Restaurants have historically been slow to adopt technology—perhaps partially out of concern that an increasingly digitized experience would detract from the personalized service diners have come to expect.
They needn’t fear. Presto’s recent Pulse of the Industry survey revealed that a significant majority of consumers are receptive to technology in their drive-thrus and at their fast food counters. Specifically, respondents are receptive or very receptive to:
- Computerized voice assistance in the drive-thru line (61%)
- Personalized menus based on order history and dietary preferences (69%)
- Customized food and drink suggestions based on preferences (69%)

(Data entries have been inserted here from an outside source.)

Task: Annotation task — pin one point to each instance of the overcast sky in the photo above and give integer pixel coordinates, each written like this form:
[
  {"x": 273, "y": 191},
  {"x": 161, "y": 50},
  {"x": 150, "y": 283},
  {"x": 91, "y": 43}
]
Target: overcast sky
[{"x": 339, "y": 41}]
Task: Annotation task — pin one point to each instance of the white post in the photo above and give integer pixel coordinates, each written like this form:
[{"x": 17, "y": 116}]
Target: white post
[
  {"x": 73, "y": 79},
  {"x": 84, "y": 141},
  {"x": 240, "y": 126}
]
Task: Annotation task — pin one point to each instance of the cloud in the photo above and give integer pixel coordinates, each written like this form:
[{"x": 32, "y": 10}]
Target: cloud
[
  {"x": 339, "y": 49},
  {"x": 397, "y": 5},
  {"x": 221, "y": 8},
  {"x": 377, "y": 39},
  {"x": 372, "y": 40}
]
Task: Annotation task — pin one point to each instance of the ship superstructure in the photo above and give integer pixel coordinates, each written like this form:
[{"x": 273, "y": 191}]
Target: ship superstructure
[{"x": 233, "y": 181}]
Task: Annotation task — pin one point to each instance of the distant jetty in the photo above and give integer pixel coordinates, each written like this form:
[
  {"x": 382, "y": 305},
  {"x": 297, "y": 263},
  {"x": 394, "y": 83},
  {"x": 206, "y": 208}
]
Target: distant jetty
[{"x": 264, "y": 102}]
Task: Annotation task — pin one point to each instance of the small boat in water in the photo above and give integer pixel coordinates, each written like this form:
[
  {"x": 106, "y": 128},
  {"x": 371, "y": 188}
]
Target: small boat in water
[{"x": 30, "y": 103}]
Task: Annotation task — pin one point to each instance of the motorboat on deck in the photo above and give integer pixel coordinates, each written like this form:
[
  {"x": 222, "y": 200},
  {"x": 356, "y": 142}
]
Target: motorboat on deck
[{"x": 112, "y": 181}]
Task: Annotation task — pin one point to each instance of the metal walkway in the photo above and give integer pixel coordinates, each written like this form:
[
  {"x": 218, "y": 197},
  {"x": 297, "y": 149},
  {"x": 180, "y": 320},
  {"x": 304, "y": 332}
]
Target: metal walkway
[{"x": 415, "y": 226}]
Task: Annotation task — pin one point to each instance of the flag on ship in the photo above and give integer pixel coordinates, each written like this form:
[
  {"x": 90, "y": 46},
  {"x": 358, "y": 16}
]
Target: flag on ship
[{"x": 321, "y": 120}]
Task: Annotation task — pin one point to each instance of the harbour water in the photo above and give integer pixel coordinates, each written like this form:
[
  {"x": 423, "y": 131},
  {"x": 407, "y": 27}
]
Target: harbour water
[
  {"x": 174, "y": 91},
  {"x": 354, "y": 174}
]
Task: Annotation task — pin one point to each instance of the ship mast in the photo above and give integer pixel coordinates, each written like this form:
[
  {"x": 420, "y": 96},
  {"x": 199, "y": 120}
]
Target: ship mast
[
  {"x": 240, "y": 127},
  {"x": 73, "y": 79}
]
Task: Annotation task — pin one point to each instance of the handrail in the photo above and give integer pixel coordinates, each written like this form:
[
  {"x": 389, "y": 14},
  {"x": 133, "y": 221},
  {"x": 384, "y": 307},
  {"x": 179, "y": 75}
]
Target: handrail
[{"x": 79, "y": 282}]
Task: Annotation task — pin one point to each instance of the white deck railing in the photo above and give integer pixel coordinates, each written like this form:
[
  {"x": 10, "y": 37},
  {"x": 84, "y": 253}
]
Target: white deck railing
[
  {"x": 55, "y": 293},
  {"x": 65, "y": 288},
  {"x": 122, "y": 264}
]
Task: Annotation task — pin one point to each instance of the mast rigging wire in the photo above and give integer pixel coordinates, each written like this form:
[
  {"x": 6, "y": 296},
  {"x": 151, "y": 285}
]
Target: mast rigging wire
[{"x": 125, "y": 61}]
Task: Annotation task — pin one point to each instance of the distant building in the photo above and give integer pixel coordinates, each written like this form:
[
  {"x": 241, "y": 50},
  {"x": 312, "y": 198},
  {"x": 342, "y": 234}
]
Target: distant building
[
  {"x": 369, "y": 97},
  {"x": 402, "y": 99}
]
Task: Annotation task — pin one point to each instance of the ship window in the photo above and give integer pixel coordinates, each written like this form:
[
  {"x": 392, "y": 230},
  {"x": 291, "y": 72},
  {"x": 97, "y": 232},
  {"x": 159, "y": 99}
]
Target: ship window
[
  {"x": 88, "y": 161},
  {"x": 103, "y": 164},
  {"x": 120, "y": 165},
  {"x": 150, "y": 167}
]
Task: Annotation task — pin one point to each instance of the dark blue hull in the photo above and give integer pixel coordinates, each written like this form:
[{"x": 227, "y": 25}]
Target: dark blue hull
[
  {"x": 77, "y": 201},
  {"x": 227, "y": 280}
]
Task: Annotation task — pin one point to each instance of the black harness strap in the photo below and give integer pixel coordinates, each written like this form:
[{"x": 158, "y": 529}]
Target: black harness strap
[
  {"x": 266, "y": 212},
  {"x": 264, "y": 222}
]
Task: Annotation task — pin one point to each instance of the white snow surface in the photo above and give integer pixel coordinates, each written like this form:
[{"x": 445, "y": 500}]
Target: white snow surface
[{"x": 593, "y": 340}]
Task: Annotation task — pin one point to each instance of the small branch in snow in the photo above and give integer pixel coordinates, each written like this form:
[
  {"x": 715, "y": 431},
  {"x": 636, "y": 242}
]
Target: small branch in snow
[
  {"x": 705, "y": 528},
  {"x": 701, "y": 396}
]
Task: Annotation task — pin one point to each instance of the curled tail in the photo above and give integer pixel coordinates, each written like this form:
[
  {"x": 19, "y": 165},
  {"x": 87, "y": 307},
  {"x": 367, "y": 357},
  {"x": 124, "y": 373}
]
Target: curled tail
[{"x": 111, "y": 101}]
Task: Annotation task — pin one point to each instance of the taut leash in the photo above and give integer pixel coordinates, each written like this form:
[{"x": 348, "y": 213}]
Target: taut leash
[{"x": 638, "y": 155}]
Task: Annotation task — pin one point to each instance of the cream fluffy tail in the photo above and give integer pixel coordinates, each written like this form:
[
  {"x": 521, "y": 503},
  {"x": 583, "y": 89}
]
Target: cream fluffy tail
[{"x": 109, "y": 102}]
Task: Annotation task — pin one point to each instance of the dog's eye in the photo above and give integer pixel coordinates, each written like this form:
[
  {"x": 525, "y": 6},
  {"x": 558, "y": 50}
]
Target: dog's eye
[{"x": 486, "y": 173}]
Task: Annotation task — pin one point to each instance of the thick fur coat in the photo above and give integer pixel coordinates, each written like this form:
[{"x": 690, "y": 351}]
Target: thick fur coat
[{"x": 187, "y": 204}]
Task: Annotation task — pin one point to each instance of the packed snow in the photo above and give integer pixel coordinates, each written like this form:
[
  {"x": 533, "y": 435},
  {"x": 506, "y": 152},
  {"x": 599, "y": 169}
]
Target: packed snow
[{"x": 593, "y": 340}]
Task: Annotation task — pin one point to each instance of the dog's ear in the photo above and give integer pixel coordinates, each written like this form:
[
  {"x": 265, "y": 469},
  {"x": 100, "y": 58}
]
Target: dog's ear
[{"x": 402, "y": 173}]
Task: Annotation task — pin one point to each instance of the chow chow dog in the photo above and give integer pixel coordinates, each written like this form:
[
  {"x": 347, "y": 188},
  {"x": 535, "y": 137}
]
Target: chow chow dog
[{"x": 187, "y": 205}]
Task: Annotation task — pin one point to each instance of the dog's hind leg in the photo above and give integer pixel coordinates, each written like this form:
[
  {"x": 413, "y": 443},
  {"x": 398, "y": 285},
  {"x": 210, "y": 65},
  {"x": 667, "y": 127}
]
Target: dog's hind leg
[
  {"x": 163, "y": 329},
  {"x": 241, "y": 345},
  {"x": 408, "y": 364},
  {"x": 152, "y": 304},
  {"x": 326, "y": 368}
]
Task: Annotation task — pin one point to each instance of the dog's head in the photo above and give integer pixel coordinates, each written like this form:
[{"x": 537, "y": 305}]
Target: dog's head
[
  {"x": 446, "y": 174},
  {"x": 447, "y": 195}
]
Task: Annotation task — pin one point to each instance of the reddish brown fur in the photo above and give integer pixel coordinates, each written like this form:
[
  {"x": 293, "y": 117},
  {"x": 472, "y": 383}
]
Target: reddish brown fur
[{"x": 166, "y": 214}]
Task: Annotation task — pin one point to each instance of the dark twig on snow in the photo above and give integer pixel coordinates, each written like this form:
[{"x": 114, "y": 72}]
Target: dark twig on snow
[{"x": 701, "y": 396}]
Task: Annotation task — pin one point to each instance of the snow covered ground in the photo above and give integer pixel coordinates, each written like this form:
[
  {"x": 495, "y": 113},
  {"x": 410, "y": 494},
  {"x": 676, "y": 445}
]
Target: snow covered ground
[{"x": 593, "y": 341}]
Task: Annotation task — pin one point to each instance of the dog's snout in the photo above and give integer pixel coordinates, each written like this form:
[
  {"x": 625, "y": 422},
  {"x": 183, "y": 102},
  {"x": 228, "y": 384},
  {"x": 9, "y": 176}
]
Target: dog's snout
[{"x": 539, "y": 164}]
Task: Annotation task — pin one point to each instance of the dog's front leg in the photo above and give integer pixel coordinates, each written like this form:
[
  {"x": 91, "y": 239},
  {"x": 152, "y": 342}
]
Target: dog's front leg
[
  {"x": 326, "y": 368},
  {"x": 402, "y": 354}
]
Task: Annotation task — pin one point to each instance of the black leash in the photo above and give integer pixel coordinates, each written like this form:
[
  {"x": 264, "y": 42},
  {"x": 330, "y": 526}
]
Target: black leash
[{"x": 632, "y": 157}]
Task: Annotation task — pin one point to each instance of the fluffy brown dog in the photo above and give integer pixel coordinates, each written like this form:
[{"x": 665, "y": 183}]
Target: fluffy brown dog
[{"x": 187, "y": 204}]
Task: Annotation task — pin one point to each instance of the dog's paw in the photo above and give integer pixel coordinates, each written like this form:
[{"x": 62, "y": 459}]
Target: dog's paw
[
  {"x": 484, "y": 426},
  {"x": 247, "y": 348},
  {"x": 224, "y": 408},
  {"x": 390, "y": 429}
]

- Ordering and paying by phone (69%)
In general, respondents reported being receptive to technologies that could promise faster, better service. Half said that a restaurant’s use of technology could make the dining experience more efficient, and nearly a third (29%) reported that it makes the dining experience more enjoyable.
What tech can do
When leveraged strategically, technology is a game-changer for restaurants facing macro pressures. This has always been the case, beginning with the use of the first electronic point-of-sales system in the 1970s. After the Great Recession, restaurant companies that had embraced technology benefited, and the subsequent decade bore witness to the development of game-changing technologies like mobile apps, self-service kiosks, and digital payment options. As Restaurant Business reported in 2018, “Consumer-facing technology has become a must as the industry has grown more competitive.”
Today, technology can help QSRs reduce their reliance on staff, reduce wait times that frustrate customers, and deliver a faster, more personalized experience that delights diners and retains their business. Now is the time to invest in technology and level up the customer experience while combating ongoing headwinds. QSRs can’t afford to wait.
Rajat Suri is CEO and Founder of Presto. The company’s enterprise-grade touch, vision, and voice technologies help hospitality businesses thrive while delighting guests. With over 100 million guests using Presto each month and 300,000 systems shipped, Presto is one of the largest technology providers in the industry. Rajat founded Presto in 2008 while pursuing his doctorate at MIT. He has also cofounded Zimride (now Lyft), the popular ride-sharing company. He holds a bachelors from the University of Waterloo and also attended a Ph.D. / MBA program at MIT.